Inflamed Adenoids in Kids May Not Be Caused by Stomach
FRIDAY, Oct. 21 (HealthDay News) -- Inflammation and enlargement
of adenoids in children does not appear to be caused by bacteria
associated with stomach inflammation and ulcers, researchers
The condition, also known as adenoid hyperplasia, causes upper
airway obstruction and is associated with thinking and behavioral
problems in children. It's been suggested that adenoid hyperplasia
may be caused by gastrointestinal reflux disease (GERD) -- a
condition in which stomach contents back up into the esophagus --
or a similar condition called laryngopharyngeal reflux (LPR).

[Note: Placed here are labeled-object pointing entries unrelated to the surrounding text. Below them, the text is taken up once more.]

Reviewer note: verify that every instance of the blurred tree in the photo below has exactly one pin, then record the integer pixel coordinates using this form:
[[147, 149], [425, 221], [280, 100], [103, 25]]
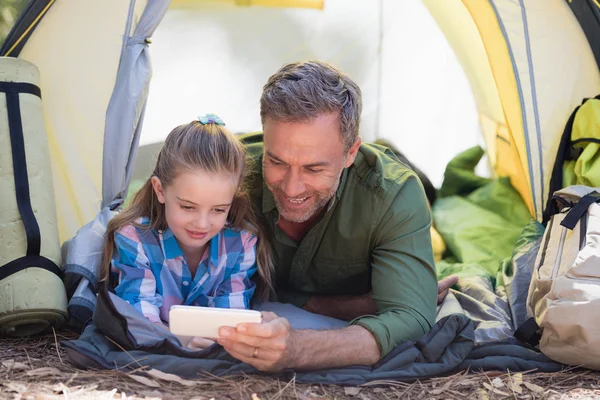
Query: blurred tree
[[9, 12]]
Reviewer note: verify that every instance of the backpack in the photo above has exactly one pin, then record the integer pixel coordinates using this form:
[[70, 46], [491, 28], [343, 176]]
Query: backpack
[[564, 294], [578, 156]]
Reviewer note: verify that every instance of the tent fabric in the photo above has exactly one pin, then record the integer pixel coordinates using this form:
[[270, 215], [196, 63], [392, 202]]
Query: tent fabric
[[125, 109], [123, 127], [78, 80], [588, 15], [25, 25], [541, 66]]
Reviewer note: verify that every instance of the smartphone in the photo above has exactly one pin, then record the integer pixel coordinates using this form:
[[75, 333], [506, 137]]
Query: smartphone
[[206, 321]]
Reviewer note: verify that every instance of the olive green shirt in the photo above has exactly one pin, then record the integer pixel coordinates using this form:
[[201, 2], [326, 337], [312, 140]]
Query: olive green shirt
[[373, 236]]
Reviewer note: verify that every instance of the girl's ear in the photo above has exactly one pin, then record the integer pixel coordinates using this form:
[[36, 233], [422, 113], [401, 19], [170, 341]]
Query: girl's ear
[[158, 189]]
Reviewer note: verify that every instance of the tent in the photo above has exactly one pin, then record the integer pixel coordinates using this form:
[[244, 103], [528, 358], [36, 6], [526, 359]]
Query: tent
[[528, 62]]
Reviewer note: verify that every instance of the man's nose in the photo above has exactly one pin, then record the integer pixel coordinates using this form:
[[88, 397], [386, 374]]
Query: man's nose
[[293, 183]]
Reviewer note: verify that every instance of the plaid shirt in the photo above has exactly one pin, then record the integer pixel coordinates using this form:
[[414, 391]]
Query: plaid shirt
[[153, 274]]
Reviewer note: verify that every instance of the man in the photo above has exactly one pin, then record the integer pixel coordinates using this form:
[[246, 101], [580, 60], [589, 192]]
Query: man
[[350, 229]]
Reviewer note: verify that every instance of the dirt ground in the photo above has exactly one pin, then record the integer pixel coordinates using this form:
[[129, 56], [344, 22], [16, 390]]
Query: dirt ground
[[40, 369]]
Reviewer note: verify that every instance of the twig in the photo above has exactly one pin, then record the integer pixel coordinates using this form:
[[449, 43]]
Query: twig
[[56, 344], [28, 359]]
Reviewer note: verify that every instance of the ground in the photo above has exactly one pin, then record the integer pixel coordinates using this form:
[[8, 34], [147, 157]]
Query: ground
[[40, 369]]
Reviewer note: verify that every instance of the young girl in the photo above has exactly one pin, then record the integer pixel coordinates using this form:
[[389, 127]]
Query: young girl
[[190, 235]]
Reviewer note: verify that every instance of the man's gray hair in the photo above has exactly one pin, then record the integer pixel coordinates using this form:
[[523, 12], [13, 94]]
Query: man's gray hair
[[301, 91]]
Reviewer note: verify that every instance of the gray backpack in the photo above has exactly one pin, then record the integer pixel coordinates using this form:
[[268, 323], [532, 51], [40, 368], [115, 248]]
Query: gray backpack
[[564, 295]]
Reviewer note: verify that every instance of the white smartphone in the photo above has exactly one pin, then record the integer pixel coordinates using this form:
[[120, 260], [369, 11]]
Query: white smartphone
[[206, 321]]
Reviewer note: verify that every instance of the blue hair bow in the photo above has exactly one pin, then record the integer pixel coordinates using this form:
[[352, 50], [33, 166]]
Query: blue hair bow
[[211, 119]]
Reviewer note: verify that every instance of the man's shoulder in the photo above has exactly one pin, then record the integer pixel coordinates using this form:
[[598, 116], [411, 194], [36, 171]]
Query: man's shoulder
[[378, 168]]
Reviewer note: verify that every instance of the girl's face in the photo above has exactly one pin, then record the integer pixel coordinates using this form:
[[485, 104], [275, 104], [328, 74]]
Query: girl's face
[[196, 206]]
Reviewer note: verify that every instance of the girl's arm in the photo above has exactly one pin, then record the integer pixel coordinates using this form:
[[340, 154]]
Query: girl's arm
[[137, 283], [237, 289]]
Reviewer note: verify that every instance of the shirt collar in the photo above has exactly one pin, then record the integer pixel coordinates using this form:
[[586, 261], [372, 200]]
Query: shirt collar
[[172, 249]]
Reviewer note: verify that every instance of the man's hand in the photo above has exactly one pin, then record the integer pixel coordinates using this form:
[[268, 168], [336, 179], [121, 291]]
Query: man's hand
[[444, 287], [199, 343], [265, 346]]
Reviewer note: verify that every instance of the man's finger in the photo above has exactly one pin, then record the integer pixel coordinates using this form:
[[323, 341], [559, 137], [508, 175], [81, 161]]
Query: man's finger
[[257, 363], [268, 316], [249, 351], [253, 341], [278, 326]]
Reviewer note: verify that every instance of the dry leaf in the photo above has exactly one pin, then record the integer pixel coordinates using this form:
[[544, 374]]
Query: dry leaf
[[351, 390], [516, 381], [497, 383], [44, 371], [155, 373], [144, 380], [482, 394], [533, 387], [15, 387], [494, 390], [13, 365], [441, 390]]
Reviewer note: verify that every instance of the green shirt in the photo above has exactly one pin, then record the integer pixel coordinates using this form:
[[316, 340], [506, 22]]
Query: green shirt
[[374, 236]]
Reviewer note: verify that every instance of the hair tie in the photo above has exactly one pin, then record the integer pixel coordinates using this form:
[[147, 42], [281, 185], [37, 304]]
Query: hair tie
[[210, 119]]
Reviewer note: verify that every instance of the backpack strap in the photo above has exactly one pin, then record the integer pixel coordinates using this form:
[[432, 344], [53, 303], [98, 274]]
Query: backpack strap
[[32, 229], [528, 332], [578, 211]]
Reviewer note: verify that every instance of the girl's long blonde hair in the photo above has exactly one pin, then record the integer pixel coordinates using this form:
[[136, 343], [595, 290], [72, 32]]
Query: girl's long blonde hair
[[194, 147]]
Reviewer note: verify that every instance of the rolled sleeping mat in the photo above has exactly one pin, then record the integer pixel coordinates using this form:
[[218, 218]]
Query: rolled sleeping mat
[[32, 294]]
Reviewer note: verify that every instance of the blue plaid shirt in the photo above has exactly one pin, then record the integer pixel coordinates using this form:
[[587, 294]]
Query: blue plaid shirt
[[153, 272]]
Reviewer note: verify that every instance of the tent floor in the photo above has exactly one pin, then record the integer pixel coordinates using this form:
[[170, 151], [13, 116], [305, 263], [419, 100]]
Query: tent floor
[[38, 368]]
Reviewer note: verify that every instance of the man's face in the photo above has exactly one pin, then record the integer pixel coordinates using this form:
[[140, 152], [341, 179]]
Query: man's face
[[303, 162]]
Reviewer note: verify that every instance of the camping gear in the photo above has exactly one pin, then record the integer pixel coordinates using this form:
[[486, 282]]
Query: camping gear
[[564, 296], [32, 295], [577, 161], [529, 64]]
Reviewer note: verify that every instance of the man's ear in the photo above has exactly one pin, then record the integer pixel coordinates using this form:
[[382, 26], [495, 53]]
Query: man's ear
[[158, 189], [352, 152]]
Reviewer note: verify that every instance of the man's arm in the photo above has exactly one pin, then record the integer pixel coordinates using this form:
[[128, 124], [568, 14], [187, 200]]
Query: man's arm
[[351, 307], [403, 274], [274, 346]]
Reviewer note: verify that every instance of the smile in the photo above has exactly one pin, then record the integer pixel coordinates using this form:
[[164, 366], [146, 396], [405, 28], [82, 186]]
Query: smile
[[196, 235], [297, 201]]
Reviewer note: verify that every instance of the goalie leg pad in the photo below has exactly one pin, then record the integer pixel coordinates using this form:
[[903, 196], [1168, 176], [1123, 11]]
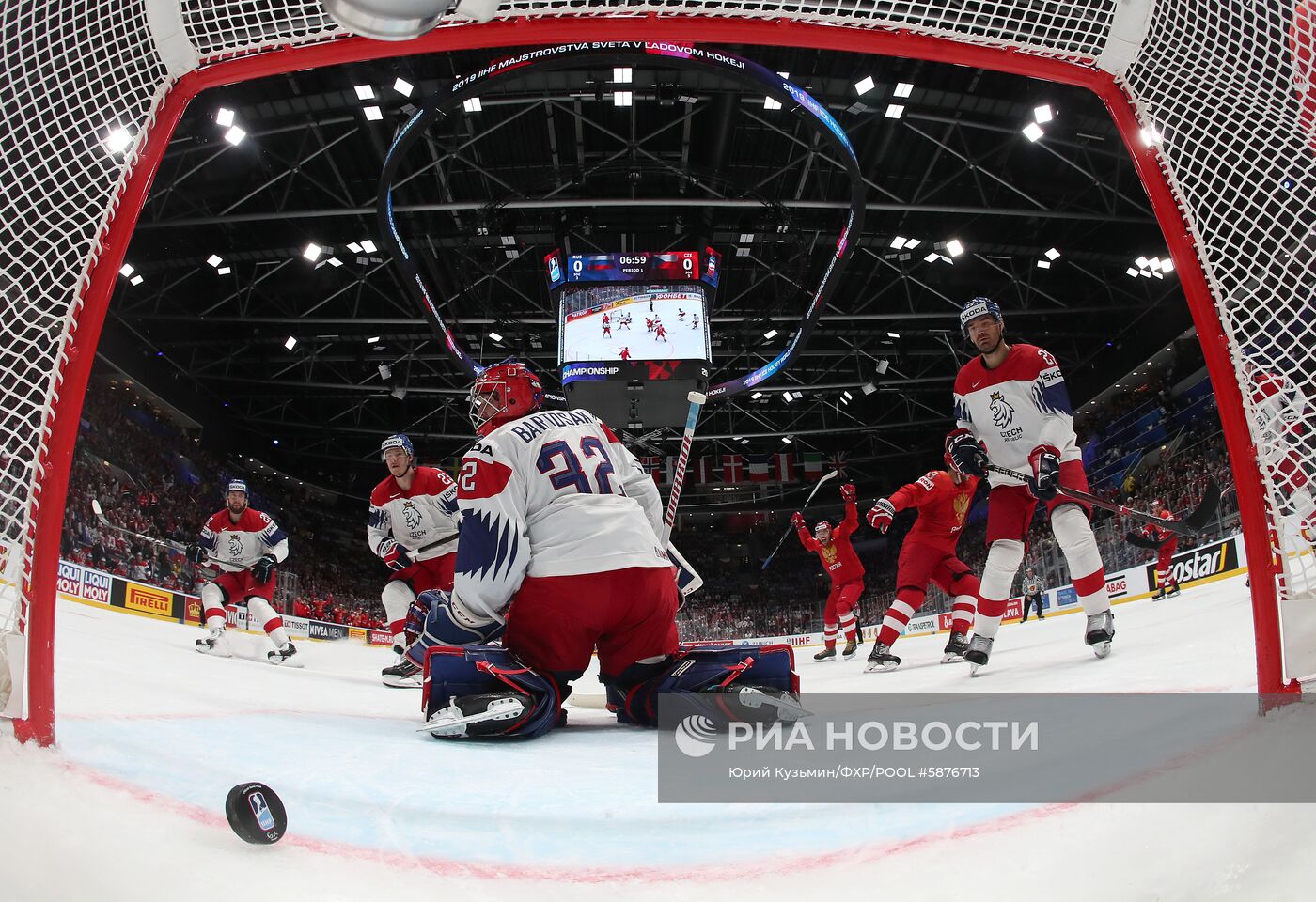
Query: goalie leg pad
[[700, 671], [457, 674]]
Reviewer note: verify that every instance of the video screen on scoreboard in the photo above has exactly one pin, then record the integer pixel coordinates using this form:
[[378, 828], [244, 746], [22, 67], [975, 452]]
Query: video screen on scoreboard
[[634, 322]]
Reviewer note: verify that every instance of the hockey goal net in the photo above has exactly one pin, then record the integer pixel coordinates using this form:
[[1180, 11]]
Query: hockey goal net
[[1216, 102]]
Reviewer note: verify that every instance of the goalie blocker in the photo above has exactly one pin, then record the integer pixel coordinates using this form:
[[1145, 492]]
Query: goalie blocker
[[484, 691]]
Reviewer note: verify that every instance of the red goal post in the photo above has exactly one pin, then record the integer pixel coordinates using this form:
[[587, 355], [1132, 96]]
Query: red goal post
[[1214, 102]]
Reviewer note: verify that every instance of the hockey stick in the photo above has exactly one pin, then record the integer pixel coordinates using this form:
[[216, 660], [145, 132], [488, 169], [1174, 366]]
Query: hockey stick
[[1190, 525], [791, 529], [678, 479]]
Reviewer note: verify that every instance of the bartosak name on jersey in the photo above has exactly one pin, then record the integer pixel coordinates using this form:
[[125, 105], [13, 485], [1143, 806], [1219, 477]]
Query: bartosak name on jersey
[[1199, 563]]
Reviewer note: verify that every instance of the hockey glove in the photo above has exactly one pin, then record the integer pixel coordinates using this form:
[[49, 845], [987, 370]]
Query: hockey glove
[[1046, 473], [881, 516], [394, 555], [263, 568], [966, 453], [1141, 540]]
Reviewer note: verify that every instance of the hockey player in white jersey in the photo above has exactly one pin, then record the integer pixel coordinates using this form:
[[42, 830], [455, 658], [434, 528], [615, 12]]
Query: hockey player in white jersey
[[1012, 411], [559, 556], [412, 527], [246, 546]]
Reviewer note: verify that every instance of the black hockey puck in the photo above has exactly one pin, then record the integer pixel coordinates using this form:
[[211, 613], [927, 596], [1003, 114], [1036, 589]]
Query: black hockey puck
[[256, 813]]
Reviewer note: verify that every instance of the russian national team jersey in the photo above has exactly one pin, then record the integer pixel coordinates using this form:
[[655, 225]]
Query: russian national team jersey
[[1015, 408], [425, 516], [943, 507], [838, 556], [236, 546], [555, 493]]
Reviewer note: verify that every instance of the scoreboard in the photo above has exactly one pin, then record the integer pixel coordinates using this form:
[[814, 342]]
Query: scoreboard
[[641, 266]]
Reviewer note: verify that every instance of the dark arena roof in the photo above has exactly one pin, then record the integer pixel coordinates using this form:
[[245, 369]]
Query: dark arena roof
[[1057, 229]]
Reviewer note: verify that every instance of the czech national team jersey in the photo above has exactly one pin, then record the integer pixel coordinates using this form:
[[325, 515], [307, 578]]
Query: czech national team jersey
[[838, 556], [1015, 408], [236, 546], [553, 493], [943, 507], [421, 517]]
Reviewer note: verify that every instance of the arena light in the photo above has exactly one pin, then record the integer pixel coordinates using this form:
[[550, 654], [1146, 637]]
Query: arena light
[[118, 140]]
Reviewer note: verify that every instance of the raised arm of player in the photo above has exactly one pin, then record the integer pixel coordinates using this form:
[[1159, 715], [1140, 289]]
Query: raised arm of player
[[495, 547], [274, 539]]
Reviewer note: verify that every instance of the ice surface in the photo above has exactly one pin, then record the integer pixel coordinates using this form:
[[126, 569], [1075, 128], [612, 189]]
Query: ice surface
[[151, 735]]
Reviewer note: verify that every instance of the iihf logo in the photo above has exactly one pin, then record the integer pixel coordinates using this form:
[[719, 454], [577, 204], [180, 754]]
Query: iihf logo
[[695, 735], [1002, 414]]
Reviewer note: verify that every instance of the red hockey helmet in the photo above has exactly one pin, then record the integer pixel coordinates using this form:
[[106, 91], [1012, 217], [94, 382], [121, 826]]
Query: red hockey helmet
[[503, 392]]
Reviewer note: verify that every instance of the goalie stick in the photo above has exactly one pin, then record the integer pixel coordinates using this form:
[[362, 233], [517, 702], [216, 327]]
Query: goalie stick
[[791, 529], [1190, 525]]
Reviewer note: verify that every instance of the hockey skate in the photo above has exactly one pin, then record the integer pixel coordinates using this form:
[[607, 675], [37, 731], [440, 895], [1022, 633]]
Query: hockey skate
[[403, 675], [476, 715], [956, 648], [214, 645], [285, 655], [1101, 631], [977, 654], [881, 659]]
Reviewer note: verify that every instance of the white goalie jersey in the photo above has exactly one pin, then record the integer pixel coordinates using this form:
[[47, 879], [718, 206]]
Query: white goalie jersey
[[555, 493]]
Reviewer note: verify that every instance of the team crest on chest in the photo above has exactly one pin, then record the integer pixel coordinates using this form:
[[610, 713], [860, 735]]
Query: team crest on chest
[[1002, 412]]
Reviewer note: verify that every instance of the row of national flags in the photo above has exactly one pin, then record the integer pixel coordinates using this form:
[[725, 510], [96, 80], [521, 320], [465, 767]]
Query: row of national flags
[[736, 468]]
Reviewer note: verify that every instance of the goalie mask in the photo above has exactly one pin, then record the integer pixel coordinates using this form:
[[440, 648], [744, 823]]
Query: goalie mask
[[504, 392]]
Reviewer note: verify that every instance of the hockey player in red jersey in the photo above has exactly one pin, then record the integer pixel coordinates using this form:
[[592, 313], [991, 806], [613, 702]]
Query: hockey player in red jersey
[[246, 546], [1165, 543], [559, 556], [839, 562], [1012, 411], [928, 555], [412, 527]]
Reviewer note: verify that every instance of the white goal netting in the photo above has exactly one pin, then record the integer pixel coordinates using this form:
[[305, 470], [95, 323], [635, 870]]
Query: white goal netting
[[1223, 88]]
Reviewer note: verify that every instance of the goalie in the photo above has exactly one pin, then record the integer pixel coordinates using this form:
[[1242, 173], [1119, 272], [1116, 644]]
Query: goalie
[[559, 555]]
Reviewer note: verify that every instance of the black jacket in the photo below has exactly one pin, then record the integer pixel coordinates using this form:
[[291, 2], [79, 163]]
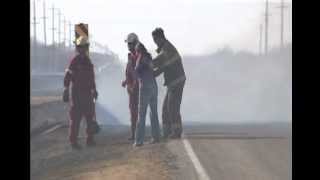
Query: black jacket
[[169, 62]]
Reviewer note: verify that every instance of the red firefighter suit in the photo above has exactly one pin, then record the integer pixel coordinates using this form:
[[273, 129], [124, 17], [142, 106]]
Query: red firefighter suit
[[80, 75], [133, 90]]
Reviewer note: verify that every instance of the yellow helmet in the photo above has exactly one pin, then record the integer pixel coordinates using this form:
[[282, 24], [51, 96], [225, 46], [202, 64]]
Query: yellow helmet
[[81, 41]]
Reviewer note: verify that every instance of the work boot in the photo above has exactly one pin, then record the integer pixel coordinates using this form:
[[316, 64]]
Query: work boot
[[137, 145], [154, 141], [131, 138], [91, 143], [175, 136], [76, 146]]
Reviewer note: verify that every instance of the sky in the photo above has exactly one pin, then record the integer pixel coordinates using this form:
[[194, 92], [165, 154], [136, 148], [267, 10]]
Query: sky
[[195, 27]]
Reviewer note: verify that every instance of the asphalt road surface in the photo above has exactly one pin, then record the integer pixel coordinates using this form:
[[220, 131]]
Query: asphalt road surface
[[223, 152]]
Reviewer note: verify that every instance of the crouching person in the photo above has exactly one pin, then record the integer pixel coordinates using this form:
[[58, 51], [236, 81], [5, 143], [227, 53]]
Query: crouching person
[[148, 95]]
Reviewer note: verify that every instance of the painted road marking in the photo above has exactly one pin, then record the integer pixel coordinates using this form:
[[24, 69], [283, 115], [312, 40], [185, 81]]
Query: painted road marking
[[202, 174]]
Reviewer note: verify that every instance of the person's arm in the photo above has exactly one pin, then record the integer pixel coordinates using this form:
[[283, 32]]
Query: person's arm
[[125, 82], [94, 89], [159, 59], [68, 76], [157, 72], [66, 82]]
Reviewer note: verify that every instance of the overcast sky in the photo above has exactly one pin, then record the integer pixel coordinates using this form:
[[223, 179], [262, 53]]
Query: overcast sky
[[193, 26]]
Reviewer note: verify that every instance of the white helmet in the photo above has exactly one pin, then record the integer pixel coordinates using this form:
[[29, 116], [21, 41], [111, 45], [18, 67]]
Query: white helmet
[[82, 40], [132, 37]]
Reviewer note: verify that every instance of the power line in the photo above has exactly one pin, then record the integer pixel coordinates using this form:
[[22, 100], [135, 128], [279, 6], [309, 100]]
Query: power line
[[64, 31], [59, 27], [70, 35], [266, 26], [53, 28], [260, 40], [44, 23], [282, 6], [34, 22]]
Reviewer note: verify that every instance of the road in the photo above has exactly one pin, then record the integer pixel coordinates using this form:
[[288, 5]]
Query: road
[[244, 152], [207, 151], [222, 155]]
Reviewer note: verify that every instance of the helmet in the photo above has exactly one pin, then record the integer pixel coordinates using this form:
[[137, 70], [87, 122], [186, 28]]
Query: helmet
[[81, 41], [132, 37]]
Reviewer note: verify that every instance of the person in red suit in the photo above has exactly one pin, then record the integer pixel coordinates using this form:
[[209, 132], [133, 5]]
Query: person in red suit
[[131, 81], [80, 77]]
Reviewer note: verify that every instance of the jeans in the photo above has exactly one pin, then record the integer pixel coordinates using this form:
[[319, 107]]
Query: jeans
[[171, 117], [147, 97]]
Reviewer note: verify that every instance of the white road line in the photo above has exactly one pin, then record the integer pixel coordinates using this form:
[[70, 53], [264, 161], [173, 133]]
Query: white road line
[[202, 174]]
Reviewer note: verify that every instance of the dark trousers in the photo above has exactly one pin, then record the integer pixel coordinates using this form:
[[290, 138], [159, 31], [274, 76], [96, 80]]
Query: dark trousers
[[76, 113], [133, 106], [171, 117]]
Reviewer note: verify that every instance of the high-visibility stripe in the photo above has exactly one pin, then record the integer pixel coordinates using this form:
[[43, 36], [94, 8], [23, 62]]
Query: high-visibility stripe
[[81, 30], [177, 81]]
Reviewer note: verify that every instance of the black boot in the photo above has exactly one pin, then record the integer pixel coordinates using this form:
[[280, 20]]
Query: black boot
[[91, 143], [76, 146]]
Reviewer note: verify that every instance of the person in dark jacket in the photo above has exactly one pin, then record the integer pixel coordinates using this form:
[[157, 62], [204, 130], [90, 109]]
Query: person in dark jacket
[[80, 76], [148, 95], [131, 81], [169, 62]]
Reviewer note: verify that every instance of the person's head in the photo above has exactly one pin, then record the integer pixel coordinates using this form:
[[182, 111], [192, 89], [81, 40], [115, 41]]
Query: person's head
[[158, 36], [132, 40], [82, 44], [140, 48]]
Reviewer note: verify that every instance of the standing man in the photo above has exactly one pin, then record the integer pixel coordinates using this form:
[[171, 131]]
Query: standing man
[[131, 81], [80, 75], [169, 62]]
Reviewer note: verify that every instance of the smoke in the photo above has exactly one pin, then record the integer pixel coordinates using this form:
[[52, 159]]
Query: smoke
[[229, 87], [224, 87]]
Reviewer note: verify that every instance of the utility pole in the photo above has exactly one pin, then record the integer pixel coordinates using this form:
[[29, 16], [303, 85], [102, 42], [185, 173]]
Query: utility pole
[[52, 60], [44, 24], [266, 27], [59, 28], [282, 6], [34, 62], [34, 22], [64, 32], [53, 28], [70, 35], [260, 40]]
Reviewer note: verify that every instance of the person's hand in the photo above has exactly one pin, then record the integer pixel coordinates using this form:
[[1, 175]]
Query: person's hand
[[95, 94], [130, 89], [123, 84], [65, 96]]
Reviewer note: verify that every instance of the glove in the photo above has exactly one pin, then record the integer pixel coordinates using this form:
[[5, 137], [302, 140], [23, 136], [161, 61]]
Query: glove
[[123, 84], [95, 94], [65, 96]]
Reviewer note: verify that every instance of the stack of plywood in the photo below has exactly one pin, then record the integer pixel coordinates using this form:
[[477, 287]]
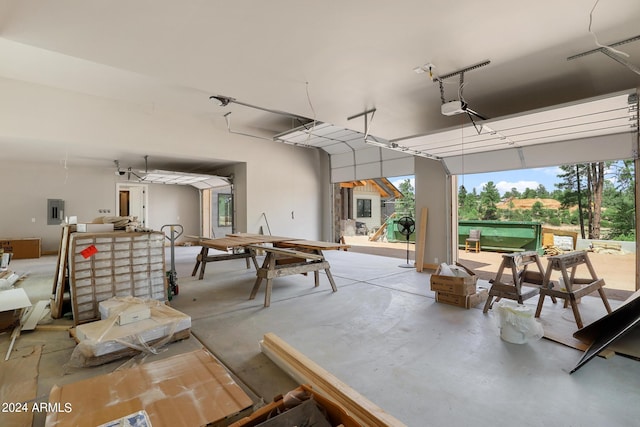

In this study, Australian researchers investigated whether
ulcer- and stomach-inflammation causing
Helicobacter pylori bacteria and/or related bacteria were
found in tissue samples from 78 hyperplastic and 15 normal adenoids
from children aged 2 to 10.
No evidence of
H. pylori was found in any adenoid tissue sample, which
contained very few bacterial organisms overall.
The findings challenge other studies that claimed to find high
H. pylori in adenoid tissue, the researchers said.
"We believe that our findings show that adenoid tissue does not serve as a reservoir for species of the Helicobacteraceae family," wrote Damian J. Hussey and colleagues at Flinders Medical Centre and Flinders University in Adelaide. "This suggests that colonization of the tissue by these bacteria is not a factor contributing to adenoid hyperplasia."
The study appears in the October issue of the
Archives of Otolaryngology -- Head & Neck Surgery.